Browns Schwanz spritzte immer noch, als er es endlich schaffte, ihn durch ihren Muttermund zurück zu ziehen. Strahlen seines heißen Samens spritzten in ihren sich schließenden Muttermund mit noch mehr Wärme; es sogar eine Flut von Sperma mit seinem sich zurückziehenden Schwanz aus ihrer Gebärmutter. Und dennoch bockte ihr Körper weiter unter den Wehen eines mächtigen Orgasmus, der seinen Kinder machenden Samen so tief wie möglich hineinzog.
Jerome Browns mächtiger Schwanz rutschte aus ihrer Muschi. Es war immer noch geschwollen, hart und zuckte, als er hoch zuckte und Spermastränge über ihren Körper verteilte. Es spritzte auf sowohl bis ihrer Nase als auch bis auf ihren Nabel. Sie drückte schließen den Schaft zwischen ihre mit Nylon bedeckten Schenkel und hielt seine Rute still, während die weiter spritzte. So gut, dachte Kate und krümmte sich, aber sie fühlte sich seltsam. Hitze erfüllte ihre Gebärmutter.

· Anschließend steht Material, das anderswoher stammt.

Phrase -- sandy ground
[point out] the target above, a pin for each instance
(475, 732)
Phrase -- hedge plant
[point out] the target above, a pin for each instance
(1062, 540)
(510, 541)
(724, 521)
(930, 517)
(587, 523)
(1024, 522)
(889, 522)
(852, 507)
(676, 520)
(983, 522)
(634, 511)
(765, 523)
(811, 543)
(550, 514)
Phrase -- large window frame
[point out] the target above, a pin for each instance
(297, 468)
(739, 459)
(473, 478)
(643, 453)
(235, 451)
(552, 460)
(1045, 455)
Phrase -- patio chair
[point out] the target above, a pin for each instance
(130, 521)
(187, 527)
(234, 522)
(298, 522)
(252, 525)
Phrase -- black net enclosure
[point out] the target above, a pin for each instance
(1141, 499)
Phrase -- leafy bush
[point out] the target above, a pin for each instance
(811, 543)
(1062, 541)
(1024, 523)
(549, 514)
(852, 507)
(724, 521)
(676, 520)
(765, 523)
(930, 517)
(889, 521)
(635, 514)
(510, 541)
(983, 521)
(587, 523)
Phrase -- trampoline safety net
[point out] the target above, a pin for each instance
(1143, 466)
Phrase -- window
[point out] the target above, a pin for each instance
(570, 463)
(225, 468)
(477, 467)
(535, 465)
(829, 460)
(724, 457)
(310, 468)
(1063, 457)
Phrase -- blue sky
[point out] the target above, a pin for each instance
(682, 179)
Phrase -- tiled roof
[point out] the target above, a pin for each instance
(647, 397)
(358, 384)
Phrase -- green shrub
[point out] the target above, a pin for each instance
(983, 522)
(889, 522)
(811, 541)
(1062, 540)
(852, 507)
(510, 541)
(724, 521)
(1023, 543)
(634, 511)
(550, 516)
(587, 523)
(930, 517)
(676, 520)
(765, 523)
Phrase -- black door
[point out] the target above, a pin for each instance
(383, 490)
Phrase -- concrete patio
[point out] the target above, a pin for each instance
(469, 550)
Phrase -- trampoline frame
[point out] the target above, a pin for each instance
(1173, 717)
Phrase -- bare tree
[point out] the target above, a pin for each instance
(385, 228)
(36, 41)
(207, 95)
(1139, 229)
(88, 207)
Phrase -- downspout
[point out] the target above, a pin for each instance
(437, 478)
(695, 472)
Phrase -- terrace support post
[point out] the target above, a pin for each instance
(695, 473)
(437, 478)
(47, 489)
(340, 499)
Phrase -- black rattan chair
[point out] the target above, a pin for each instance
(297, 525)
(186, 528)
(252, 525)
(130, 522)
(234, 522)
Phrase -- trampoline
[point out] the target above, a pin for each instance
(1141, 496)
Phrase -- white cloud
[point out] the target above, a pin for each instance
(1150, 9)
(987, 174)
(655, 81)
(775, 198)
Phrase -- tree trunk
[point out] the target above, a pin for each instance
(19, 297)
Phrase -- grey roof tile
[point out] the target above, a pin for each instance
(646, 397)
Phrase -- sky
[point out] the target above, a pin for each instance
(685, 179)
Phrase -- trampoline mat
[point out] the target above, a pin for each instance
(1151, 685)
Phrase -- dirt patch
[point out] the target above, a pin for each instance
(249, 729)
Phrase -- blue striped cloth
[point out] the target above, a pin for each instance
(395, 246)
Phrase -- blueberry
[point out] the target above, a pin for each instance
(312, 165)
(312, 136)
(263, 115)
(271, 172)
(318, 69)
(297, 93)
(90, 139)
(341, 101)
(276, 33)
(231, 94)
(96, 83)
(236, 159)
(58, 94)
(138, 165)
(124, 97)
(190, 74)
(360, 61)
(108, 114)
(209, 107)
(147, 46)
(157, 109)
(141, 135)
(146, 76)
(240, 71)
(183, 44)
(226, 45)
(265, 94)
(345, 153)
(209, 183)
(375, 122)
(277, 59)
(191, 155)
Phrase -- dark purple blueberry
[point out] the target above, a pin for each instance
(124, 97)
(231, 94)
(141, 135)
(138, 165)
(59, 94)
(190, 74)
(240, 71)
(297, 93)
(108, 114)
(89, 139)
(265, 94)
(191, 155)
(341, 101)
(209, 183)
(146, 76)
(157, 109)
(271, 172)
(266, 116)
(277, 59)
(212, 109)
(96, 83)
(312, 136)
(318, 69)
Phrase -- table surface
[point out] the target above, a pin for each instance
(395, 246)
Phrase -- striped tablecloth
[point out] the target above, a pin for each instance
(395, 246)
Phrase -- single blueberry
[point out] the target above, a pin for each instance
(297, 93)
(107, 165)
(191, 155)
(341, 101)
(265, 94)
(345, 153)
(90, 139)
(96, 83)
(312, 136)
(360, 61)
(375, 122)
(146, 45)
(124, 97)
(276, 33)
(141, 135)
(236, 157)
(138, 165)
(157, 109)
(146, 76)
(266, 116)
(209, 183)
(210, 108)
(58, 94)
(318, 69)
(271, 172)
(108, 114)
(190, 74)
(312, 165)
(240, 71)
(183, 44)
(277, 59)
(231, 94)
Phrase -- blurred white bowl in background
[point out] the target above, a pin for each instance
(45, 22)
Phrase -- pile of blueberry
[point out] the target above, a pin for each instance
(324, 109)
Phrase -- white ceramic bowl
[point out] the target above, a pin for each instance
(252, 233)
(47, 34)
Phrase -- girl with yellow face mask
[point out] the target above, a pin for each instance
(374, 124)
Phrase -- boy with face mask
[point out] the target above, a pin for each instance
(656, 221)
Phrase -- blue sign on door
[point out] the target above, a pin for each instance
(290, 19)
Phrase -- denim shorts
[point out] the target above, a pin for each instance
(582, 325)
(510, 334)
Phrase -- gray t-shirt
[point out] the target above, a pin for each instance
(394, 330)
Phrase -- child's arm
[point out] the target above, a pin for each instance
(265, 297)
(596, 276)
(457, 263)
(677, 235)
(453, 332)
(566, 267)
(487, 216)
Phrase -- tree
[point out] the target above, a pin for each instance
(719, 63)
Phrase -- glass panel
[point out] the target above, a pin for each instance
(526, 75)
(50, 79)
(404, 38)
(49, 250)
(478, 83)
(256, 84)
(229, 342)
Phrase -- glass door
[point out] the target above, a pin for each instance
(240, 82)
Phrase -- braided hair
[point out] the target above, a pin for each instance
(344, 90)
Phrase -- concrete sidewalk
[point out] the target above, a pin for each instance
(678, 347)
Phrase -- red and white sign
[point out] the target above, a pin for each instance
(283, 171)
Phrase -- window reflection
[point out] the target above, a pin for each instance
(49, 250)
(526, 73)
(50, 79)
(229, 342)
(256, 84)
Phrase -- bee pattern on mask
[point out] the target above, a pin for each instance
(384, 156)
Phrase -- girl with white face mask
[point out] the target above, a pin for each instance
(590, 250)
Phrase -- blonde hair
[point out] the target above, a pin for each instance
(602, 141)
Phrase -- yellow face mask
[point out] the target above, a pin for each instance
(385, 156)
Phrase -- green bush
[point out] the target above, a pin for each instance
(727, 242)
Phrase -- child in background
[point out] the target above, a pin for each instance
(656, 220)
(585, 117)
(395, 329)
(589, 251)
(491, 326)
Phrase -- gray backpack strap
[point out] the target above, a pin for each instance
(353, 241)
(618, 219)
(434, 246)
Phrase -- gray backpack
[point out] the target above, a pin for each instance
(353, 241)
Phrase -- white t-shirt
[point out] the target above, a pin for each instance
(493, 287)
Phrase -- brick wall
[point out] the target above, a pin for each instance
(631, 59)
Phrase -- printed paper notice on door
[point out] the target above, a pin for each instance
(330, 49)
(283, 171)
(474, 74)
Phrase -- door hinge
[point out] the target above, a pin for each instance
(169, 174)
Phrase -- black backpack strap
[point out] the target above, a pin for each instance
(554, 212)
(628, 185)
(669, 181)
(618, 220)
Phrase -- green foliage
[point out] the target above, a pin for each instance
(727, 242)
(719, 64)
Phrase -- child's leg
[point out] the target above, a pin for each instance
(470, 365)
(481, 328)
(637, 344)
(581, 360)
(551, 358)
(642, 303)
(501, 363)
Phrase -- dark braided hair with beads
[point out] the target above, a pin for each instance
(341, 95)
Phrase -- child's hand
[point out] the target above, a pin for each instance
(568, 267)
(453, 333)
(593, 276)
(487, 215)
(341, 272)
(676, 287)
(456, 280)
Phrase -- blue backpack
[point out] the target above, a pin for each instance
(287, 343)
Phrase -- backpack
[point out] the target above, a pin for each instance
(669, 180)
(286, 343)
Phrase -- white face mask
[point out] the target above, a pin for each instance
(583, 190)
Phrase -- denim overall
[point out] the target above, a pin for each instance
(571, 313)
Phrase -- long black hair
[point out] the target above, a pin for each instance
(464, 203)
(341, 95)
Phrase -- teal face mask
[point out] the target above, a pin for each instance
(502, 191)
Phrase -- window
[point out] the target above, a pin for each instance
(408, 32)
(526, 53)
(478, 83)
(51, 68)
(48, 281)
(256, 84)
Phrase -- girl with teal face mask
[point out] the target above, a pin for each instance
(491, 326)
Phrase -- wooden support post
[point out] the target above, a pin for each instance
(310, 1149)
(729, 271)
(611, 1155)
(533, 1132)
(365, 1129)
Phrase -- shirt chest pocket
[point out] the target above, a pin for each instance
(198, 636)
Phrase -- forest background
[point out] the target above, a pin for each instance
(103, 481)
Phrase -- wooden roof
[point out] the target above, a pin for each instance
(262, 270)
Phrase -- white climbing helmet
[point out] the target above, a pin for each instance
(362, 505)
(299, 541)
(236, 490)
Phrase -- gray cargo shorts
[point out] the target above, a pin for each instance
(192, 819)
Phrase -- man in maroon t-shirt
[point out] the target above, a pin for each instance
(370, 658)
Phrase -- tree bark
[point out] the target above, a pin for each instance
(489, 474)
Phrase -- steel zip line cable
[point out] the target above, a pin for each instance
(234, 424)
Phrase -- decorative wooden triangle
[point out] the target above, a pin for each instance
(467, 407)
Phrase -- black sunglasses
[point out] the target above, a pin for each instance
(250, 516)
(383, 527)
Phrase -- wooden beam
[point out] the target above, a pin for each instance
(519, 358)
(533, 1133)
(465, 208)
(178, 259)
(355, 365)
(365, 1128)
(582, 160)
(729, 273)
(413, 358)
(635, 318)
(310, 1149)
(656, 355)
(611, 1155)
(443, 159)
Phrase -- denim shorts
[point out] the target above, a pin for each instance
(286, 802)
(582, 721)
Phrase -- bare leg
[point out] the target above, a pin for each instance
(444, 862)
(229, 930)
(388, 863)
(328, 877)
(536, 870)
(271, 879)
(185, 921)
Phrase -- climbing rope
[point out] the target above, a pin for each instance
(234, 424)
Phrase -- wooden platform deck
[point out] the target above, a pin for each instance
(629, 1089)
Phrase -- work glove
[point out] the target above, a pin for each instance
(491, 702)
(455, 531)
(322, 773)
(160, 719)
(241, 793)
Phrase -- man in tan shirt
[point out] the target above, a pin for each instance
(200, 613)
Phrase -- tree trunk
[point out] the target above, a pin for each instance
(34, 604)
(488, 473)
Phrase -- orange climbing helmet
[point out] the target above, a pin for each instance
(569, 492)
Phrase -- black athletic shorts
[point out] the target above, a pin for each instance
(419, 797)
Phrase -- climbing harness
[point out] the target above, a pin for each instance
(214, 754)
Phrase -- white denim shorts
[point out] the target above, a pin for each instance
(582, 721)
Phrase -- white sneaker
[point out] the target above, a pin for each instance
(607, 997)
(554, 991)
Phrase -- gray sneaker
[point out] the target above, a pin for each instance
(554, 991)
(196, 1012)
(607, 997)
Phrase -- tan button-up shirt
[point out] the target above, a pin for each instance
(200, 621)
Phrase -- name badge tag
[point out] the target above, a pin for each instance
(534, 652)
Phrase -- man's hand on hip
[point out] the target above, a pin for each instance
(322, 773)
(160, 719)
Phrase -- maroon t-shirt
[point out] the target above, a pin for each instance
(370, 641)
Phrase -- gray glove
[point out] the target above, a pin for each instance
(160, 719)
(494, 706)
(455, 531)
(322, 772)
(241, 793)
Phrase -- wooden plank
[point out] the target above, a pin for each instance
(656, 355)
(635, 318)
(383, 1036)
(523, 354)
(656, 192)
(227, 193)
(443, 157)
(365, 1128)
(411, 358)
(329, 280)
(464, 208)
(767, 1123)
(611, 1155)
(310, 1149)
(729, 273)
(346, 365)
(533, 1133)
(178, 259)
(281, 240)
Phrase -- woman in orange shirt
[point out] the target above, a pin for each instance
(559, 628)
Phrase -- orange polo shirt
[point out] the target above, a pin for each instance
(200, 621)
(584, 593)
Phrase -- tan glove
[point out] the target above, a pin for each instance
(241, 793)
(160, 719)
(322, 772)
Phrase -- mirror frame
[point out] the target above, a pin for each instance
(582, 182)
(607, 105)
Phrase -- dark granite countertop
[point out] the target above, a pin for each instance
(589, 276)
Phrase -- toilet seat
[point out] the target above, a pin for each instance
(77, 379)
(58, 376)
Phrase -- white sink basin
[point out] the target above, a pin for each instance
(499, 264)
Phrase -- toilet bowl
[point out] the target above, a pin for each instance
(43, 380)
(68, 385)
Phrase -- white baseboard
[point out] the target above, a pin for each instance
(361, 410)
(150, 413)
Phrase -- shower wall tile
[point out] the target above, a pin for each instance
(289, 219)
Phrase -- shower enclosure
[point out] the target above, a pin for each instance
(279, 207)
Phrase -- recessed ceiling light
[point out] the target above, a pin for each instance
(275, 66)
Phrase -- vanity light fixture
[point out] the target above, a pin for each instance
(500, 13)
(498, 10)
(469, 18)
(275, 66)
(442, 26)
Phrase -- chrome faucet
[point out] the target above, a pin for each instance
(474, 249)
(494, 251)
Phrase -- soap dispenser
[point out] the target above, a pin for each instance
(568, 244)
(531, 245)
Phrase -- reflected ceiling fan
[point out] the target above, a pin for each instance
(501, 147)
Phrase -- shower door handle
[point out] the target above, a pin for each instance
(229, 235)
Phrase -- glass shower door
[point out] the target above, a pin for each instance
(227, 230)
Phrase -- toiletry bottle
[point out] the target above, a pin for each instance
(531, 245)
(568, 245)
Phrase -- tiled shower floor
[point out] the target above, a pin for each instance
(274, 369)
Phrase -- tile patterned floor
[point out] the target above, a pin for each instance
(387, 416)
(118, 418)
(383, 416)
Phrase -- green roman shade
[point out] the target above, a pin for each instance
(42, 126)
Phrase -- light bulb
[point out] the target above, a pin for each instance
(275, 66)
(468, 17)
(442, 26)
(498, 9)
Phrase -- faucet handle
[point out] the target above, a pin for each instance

Kate entspannte ihre Schenkel und griff nach seinem Schwanz. „ In meiner Gebärmutter schwappt es“, sagte sie zu ihm und starrte auf seinen bauchigen Schwanz. Sperma tropfte weiterhin auf ihren Bauch. Von dem Kondom war nur noch der zerfetzte Ring direkt unter seiner Eichel übrig.